All throw readings are in Lux at one meter. The numbers in parenthesis are for comparison in the Comparison Charts.

Beam at one meter at target center.

Runtime Plot:

This time I decided to do the runtimes a little differently. Here they all are on the same graph, with the graphs adjusted for initial starting output. Runtimes completed with alkalineAA, lithium AA, NiMH, and 123A cells:

Alkaline Runtime completed with Rayovac brand batteries.
Lithium AA Runtime completed with Energizer brand L91 AA batteries.
NiMH Runtime completed with Energizer brand 2300 mAh batteries.
123A Runtime completed with "Titanium" brand batteries.
More information on runtime plots is available HERE.


The switch is covered by a textured rubber pad and is considered to be a "reverse clickie". Press until it clicks for on, press gently after "on" to blink. Press again until it clicks for off. Nothing else really to report here...

Seals / Water Resistance:

Single or double O-ring seals protect most of the light and the head is sealed. It should be considered "dunkable" but is not intended for diving (although some third parties have reported taking it for a swim in the pool without any problems.)

If it gets wet inside, just disassemble as much a possible without tools and let it dry before using again.
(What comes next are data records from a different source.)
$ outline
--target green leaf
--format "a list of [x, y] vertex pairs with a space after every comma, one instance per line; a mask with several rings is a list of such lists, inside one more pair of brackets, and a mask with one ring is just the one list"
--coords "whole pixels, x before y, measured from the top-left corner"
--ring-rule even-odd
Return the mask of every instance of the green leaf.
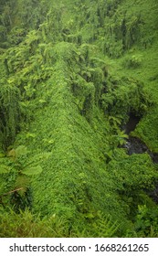
[[7, 165], [0, 165], [0, 174], [6, 174], [6, 173], [9, 173], [10, 171], [11, 171], [11, 168], [8, 167]]
[[25, 145], [19, 145], [16, 150], [16, 156], [21, 156], [27, 154], [27, 149]]
[[21, 173], [26, 176], [35, 176], [39, 175], [42, 171], [42, 167], [40, 165], [37, 165], [35, 167], [27, 167], [21, 171]]

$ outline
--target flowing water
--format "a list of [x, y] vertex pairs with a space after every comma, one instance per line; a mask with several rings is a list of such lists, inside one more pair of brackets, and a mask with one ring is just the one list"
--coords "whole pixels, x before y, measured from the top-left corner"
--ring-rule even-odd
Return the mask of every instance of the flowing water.
[[[128, 123], [124, 125], [123, 129], [127, 134], [130, 134], [132, 132], [137, 124], [139, 123], [141, 118], [135, 116], [133, 113], [130, 114], [130, 119]], [[132, 154], [142, 154], [148, 153], [154, 164], [158, 164], [158, 153], [153, 153], [149, 150], [147, 145], [139, 138], [132, 137], [129, 135], [129, 138], [126, 140], [126, 144], [123, 145], [127, 149], [128, 155]], [[149, 193], [150, 197], [158, 203], [158, 185], [156, 185], [155, 189]]]

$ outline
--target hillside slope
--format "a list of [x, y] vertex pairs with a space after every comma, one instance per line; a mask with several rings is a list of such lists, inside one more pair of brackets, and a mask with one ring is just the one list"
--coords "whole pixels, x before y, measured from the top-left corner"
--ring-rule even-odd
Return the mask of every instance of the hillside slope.
[[156, 237], [157, 2], [1, 2], [1, 236]]

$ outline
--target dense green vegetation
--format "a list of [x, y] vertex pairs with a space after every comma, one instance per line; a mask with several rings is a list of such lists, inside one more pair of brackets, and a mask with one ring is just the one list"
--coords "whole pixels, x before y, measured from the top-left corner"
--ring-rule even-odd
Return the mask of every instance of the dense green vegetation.
[[[0, 0], [0, 236], [157, 237], [156, 0]], [[156, 196], [157, 198], [157, 196]]]

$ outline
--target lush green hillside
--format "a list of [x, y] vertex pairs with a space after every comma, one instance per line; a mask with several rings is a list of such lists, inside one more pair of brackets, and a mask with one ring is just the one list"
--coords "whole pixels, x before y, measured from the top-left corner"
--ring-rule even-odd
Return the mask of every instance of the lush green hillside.
[[157, 237], [157, 1], [0, 6], [1, 237]]

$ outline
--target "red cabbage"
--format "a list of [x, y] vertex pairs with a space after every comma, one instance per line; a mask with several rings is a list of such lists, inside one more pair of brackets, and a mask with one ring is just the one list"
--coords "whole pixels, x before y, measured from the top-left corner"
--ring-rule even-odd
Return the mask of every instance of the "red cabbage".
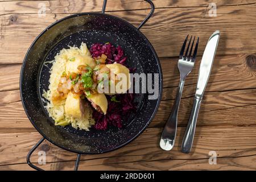
[[[93, 57], [101, 56], [102, 53], [107, 56], [106, 64], [117, 63], [125, 65], [127, 57], [124, 56], [123, 50], [121, 46], [115, 48], [110, 43], [102, 44], [93, 44], [89, 49]], [[130, 71], [135, 68], [129, 68]], [[95, 119], [94, 127], [97, 130], [106, 130], [108, 126], [112, 125], [118, 128], [122, 128], [122, 119], [125, 118], [131, 112], [136, 111], [134, 103], [133, 93], [126, 93], [115, 96], [106, 96], [108, 99], [108, 110], [106, 115], [101, 114], [94, 110], [93, 117]], [[117, 102], [112, 101], [111, 98], [115, 97]]]

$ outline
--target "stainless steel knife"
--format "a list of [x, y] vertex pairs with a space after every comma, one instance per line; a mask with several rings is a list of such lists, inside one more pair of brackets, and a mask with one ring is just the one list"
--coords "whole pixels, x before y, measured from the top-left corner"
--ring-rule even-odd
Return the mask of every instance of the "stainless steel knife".
[[201, 101], [210, 77], [219, 38], [220, 31], [217, 30], [209, 39], [203, 55], [193, 107], [181, 144], [181, 150], [184, 153], [189, 153], [191, 150]]

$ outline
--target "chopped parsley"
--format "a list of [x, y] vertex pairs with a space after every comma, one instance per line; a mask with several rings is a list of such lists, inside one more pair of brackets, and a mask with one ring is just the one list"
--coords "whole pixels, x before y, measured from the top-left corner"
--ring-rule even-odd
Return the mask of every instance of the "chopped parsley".
[[76, 76], [76, 79], [75, 79], [75, 80], [73, 80], [72, 82], [71, 82], [72, 85], [76, 84], [78, 82], [79, 79], [79, 75], [77, 75]]
[[113, 102], [120, 102], [120, 101], [118, 101], [118, 100], [117, 100], [117, 97], [115, 97], [115, 96], [113, 96], [111, 98], [111, 101]]
[[62, 76], [65, 76], [67, 75], [67, 73], [65, 72], [63, 72], [63, 73], [62, 73]]
[[100, 60], [98, 60], [98, 59], [96, 60], [96, 64], [101, 64]]
[[89, 71], [92, 70], [92, 68], [90, 67], [90, 66], [89, 65], [88, 65], [86, 64], [86, 65], [87, 65], [87, 67], [86, 67], [86, 68], [87, 70], [89, 70]]
[[68, 59], [68, 60], [69, 61], [71, 61], [71, 62], [74, 62], [75, 61], [75, 57], [72, 57], [72, 58], [69, 58], [69, 59]]
[[83, 84], [84, 88], [90, 88], [93, 84], [93, 81], [91, 78], [92, 71], [92, 70], [82, 75], [81, 82]]
[[89, 98], [89, 97], [90, 97], [90, 91], [89, 91], [89, 90], [86, 90], [85, 91], [85, 94], [86, 95], [86, 97], [88, 97], [88, 98]]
The triangular profile of the body tube makes it feel a little weird, but it's hardly worth mentioning. Some folks using this light have found that the switch is hard to press, but I did not have any issues with it. You may need to press in on the switch cap with the tip of your thumb instead of the pad of the thumb in order to activate it.

Keep in mind that in use this light will get hot during use. If you keep your hand wrapped around it, the heat should not get to the point where it is uncomfortable since your body's own circulatory system will act as a heat-pump and move the heat away from the light. If left in open air for a while and you grab it, it may scald your hand. Use caution!
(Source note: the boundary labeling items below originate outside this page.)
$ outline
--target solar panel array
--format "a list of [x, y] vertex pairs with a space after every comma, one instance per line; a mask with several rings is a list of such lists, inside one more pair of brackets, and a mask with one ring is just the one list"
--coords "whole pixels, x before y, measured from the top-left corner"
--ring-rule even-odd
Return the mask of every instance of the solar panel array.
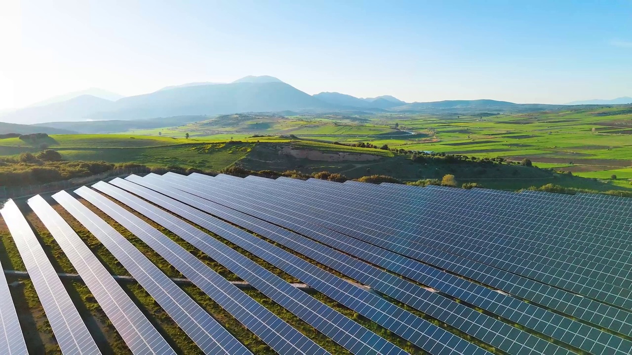
[[[129, 210], [353, 354], [405, 354], [394, 344], [402, 341], [408, 351], [436, 355], [632, 352], [630, 199], [195, 173], [130, 176], [74, 193], [89, 205], [64, 191], [52, 198], [207, 354], [253, 349], [94, 208], [131, 232], [279, 354], [329, 352]], [[132, 352], [173, 353], [49, 203], [37, 196], [28, 203]], [[62, 352], [99, 353], [18, 205], [9, 200], [0, 212]], [[299, 291], [279, 272], [350, 313]], [[25, 353], [28, 344], [6, 279], [0, 280], [0, 352]], [[370, 330], [344, 314], [374, 325]]]
[[[155, 183], [154, 184], [152, 184], [150, 182], [159, 182], [159, 179], [155, 179], [155, 178], [152, 178], [151, 177], [147, 177], [143, 179], [130, 178], [130, 180], [137, 181], [138, 184], [143, 184], [148, 187], [150, 187], [151, 188], [154, 188], [157, 191], [165, 193], [166, 195], [173, 196], [176, 198], [182, 200], [190, 205], [197, 206], [195, 198], [188, 197], [188, 195], [183, 192], [176, 192], [174, 191], [173, 190], [169, 191], [168, 188], [167, 189], [165, 189], [164, 188], [160, 188], [159, 185], [157, 186], [155, 184]], [[167, 180], [169, 179], [167, 179]], [[507, 318], [507, 319], [516, 322], [523, 325], [533, 327], [535, 330], [542, 332], [542, 334], [554, 337], [561, 341], [565, 341], [565, 342], [568, 342], [572, 345], [576, 345], [578, 347], [583, 348], [586, 351], [592, 351], [595, 353], [603, 353], [603, 352], [606, 350], [606, 347], [607, 347], [609, 340], [614, 341], [615, 343], [620, 341], [620, 339], [616, 337], [614, 337], [614, 340], [611, 340], [611, 339], [609, 339], [608, 338], [611, 338], [611, 336], [607, 333], [600, 332], [596, 328], [591, 328], [581, 323], [575, 323], [573, 324], [573, 322], [571, 320], [568, 318], [564, 318], [563, 316], [559, 316], [552, 312], [547, 312], [535, 306], [531, 306], [528, 303], [520, 302], [512, 298], [505, 296], [502, 294], [494, 292], [492, 290], [486, 289], [482, 286], [478, 286], [475, 284], [468, 282], [462, 279], [459, 279], [449, 274], [441, 272], [441, 270], [415, 262], [414, 260], [406, 259], [406, 258], [398, 256], [394, 253], [389, 253], [389, 251], [387, 250], [379, 250], [370, 244], [363, 243], [361, 241], [353, 239], [350, 237], [346, 236], [339, 233], [334, 235], [334, 232], [332, 231], [329, 231], [328, 232], [322, 227], [319, 228], [316, 225], [308, 222], [306, 223], [304, 220], [301, 220], [299, 219], [294, 219], [294, 222], [291, 222], [291, 212], [288, 210], [283, 210], [281, 213], [277, 214], [274, 214], [273, 212], [271, 212], [274, 210], [274, 208], [277, 208], [277, 210], [279, 210], [279, 207], [280, 206], [280, 204], [279, 203], [269, 204], [267, 203], [262, 200], [256, 200], [254, 203], [249, 202], [248, 199], [244, 198], [243, 195], [252, 194], [248, 191], [247, 188], [243, 183], [239, 185], [240, 188], [238, 190], [240, 190], [241, 193], [243, 194], [241, 198], [238, 197], [240, 195], [237, 193], [234, 193], [229, 198], [222, 198], [218, 196], [222, 196], [222, 194], [224, 196], [226, 196], [231, 193], [231, 190], [229, 185], [222, 185], [222, 184], [221, 184], [219, 181], [214, 181], [214, 183], [213, 185], [217, 185], [218, 190], [221, 190], [221, 193], [212, 195], [210, 193], [210, 190], [212, 189], [208, 187], [210, 186], [209, 184], [197, 184], [191, 179], [181, 179], [181, 181], [182, 181], [181, 184], [177, 183], [177, 178], [174, 177], [171, 179], [171, 181], [169, 183], [167, 183], [171, 184], [173, 186], [180, 189], [182, 191], [191, 191], [194, 193], [197, 193], [200, 196], [212, 199], [218, 203], [225, 203], [227, 204], [227, 205], [228, 205], [228, 204], [231, 204], [231, 206], [234, 208], [238, 208], [246, 213], [252, 214], [253, 215], [257, 215], [257, 217], [260, 217], [263, 219], [267, 219], [276, 224], [283, 226], [288, 229], [296, 230], [296, 231], [301, 232], [305, 235], [316, 239], [322, 243], [334, 246], [345, 253], [348, 253], [360, 258], [364, 258], [378, 265], [381, 263], [383, 267], [385, 267], [393, 272], [401, 274], [402, 275], [406, 276], [413, 279], [413, 280], [419, 281], [423, 284], [428, 285], [442, 292], [451, 294], [454, 297], [458, 297], [463, 301], [473, 303], [478, 306], [486, 309], [489, 308], [490, 310], [493, 310], [493, 311], [499, 315], [505, 316]], [[116, 183], [113, 182], [113, 183]], [[199, 190], [195, 190], [196, 186], [198, 187]], [[207, 187], [202, 188], [202, 186]], [[258, 187], [256, 190], [265, 192], [265, 190], [262, 190], [260, 186]], [[202, 191], [205, 192], [200, 192]], [[266, 195], [269, 195], [270, 194]], [[186, 200], [185, 198], [186, 198]], [[250, 199], [250, 201], [253, 201], [253, 200]], [[236, 202], [236, 203], [235, 202]], [[204, 207], [202, 208], [204, 208]], [[217, 208], [217, 207], [216, 207], [216, 208]], [[265, 211], [265, 213], [264, 211]], [[217, 212], [215, 212], [214, 214], [217, 214]], [[240, 222], [234, 219], [229, 219], [230, 217], [226, 217], [225, 215], [217, 214], [217, 215], [219, 215], [224, 219], [240, 224], [243, 227], [246, 227], [250, 230], [256, 231], [258, 234], [264, 235], [265, 236], [272, 239], [275, 241], [277, 241], [282, 244], [284, 243], [283, 240], [278, 238], [274, 238], [274, 237], [271, 236], [270, 234], [267, 234], [266, 235], [265, 232], [264, 231], [255, 230], [252, 227], [246, 227], [244, 224], [240, 223]], [[274, 226], [269, 226], [268, 228], [274, 229]], [[279, 232], [284, 234], [284, 232], [282, 231]], [[289, 239], [296, 241], [299, 238], [300, 238], [299, 236], [294, 235]], [[305, 238], [303, 238], [303, 240], [305, 240]], [[305, 243], [305, 242], [303, 242], [303, 243]], [[347, 243], [347, 246], [343, 246], [343, 243]], [[322, 248], [319, 248], [315, 243], [310, 243], [310, 244], [315, 246], [313, 246], [313, 248], [320, 249], [321, 250], [323, 250]], [[297, 246], [296, 244], [293, 244], [288, 245], [288, 246], [289, 246], [295, 250], [301, 250], [301, 253], [310, 256], [312, 258], [325, 264], [327, 264], [327, 262], [324, 260], [324, 257], [325, 256], [331, 257], [334, 253], [334, 251], [330, 250], [320, 251], [320, 255], [318, 253], [307, 254], [303, 251], [305, 249], [303, 246]], [[362, 250], [358, 250], [358, 249], [361, 248]], [[374, 255], [371, 255], [371, 254]], [[344, 258], [344, 256], [341, 255], [341, 257]], [[343, 272], [348, 272], [348, 271], [346, 271], [348, 270], [348, 267], [347, 267], [351, 265], [353, 262], [347, 259], [340, 260], [338, 262], [339, 263], [339, 265], [344, 265], [346, 267], [344, 268], [345, 270], [341, 271]], [[335, 267], [335, 266], [333, 266], [333, 267]], [[361, 267], [360, 268], [366, 270], [367, 267]], [[424, 273], [424, 274], [419, 275], [422, 273]], [[358, 276], [357, 274], [355, 274], [353, 275], [349, 275], [349, 276], [358, 280], [362, 280], [362, 282], [366, 284], [374, 286], [374, 287], [377, 286], [377, 287], [376, 287], [376, 289], [379, 289], [380, 291], [387, 294], [387, 291], [384, 290], [383, 288], [380, 289], [379, 285], [372, 284], [370, 280], [367, 281], [366, 278]], [[377, 277], [376, 279], [380, 280], [380, 281], [386, 281], [389, 279], [389, 277], [387, 275], [382, 275], [380, 277]], [[411, 286], [406, 284], [406, 282], [405, 280], [398, 280], [398, 287], [396, 287], [397, 291], [399, 291], [399, 290], [405, 291], [407, 289], [414, 289], [411, 287]], [[414, 286], [414, 285], [413, 286]], [[413, 291], [408, 292], [409, 294], [411, 294], [413, 295], [418, 295], [420, 291], [418, 290], [416, 290], [416, 292]], [[411, 296], [406, 295], [406, 297], [408, 298], [409, 301], [411, 301], [414, 299], [414, 296]], [[398, 298], [397, 296], [395, 296], [394, 298]], [[438, 296], [435, 296], [434, 298], [437, 299]], [[439, 299], [437, 301], [435, 301], [434, 304], [437, 305], [442, 304], [440, 302], [441, 301], [441, 299]], [[409, 304], [415, 306], [413, 303], [410, 302], [408, 302], [408, 303]], [[504, 307], [503, 307], [504, 305]], [[443, 311], [443, 310], [450, 309], [450, 307], [449, 306], [446, 307], [445, 301], [444, 301], [444, 304], [441, 306], [441, 309], [442, 310], [442, 311]], [[472, 316], [471, 313], [470, 316]], [[476, 315], [475, 316], [478, 318], [481, 316]], [[441, 318], [440, 318], [439, 319]], [[446, 318], [446, 320], [449, 322], [449, 318]], [[481, 322], [481, 320], [478, 320], [478, 322]], [[487, 322], [489, 321], [488, 320]], [[456, 322], [455, 321], [455, 323], [456, 323]], [[461, 326], [462, 327], [466, 323], [464, 323], [461, 325]], [[569, 330], [568, 328], [571, 325], [574, 325], [576, 329], [573, 329], [572, 330]], [[507, 330], [500, 324], [495, 326], [492, 326], [490, 325], [489, 327], [485, 327], [485, 328], [486, 329], [490, 329], [491, 331], [487, 331], [487, 332], [484, 334], [479, 334], [479, 337], [483, 339], [485, 339], [490, 335], [495, 336], [495, 333], [497, 332], [501, 334], [507, 334], [509, 336], [518, 336], [511, 332], [510, 330]], [[480, 329], [478, 331], [481, 332]], [[578, 334], [580, 335], [578, 336]], [[585, 335], [582, 335], [581, 334]], [[525, 341], [523, 341], [525, 340], [525, 339], [520, 339], [517, 342], [519, 344], [524, 344], [526, 342]], [[535, 342], [535, 344], [537, 344], [537, 342]], [[625, 346], [620, 346], [618, 348], [624, 349], [626, 346], [632, 346], [632, 343], [624, 341], [623, 345]], [[619, 351], [618, 350], [614, 349], [611, 349], [611, 351], [614, 351], [615, 352]], [[623, 354], [626, 353], [626, 352], [621, 351], [621, 353]]]
[[7, 201], [0, 214], [15, 241], [62, 353], [100, 354], [61, 280], [15, 202]]
[[68, 256], [130, 350], [135, 354], [173, 353], [164, 338], [61, 216], [39, 195], [29, 199], [28, 205]]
1 AA configuration (standard) compared to a common 2AA aluminum light

2AA configuration (optional) compared to a common 2AA aluminum light

123A configuration (optional) compared to a common 2AA aluminum light


Utilizing the various battery tubes it can use the following battery options:

  • 1 AA alkaline (AA tube)
  • 1 AA NiMH (AA tube)
  • 1 AA L91 Lithium (AA tube)
  • 1 AAA alkaline (fits in AA tube)
  • 1 AAA NiMH (fits in AA tube)
  • 1 AAA L92 Lithium (fits in AA tube)
  • 2 AA alkaline (AA tube + AA extension)
  • 2 AA NiMH (AA tube + AA extension)
  • 2 AA L91 Lithium (AA tube + AA extension)
  • 1 14500 Li-Ion rechargeable (AA tube)
  • 123A Lithium (123A tube)
  • 123A Protected Rechargeable Li-Ion (123A tube)
  • 123A Unprotected Rechargeable Li-Ion (123A tube)

If using the optional 123A battery tube, I would recommend Titanium brand cells for $1.00 each (here's a review) or BatteryStation or Surefire brand cells for less than $2 each. I would not recommend purchasing these cells at retail stores since they cost $10 a pair or more in most retail stores!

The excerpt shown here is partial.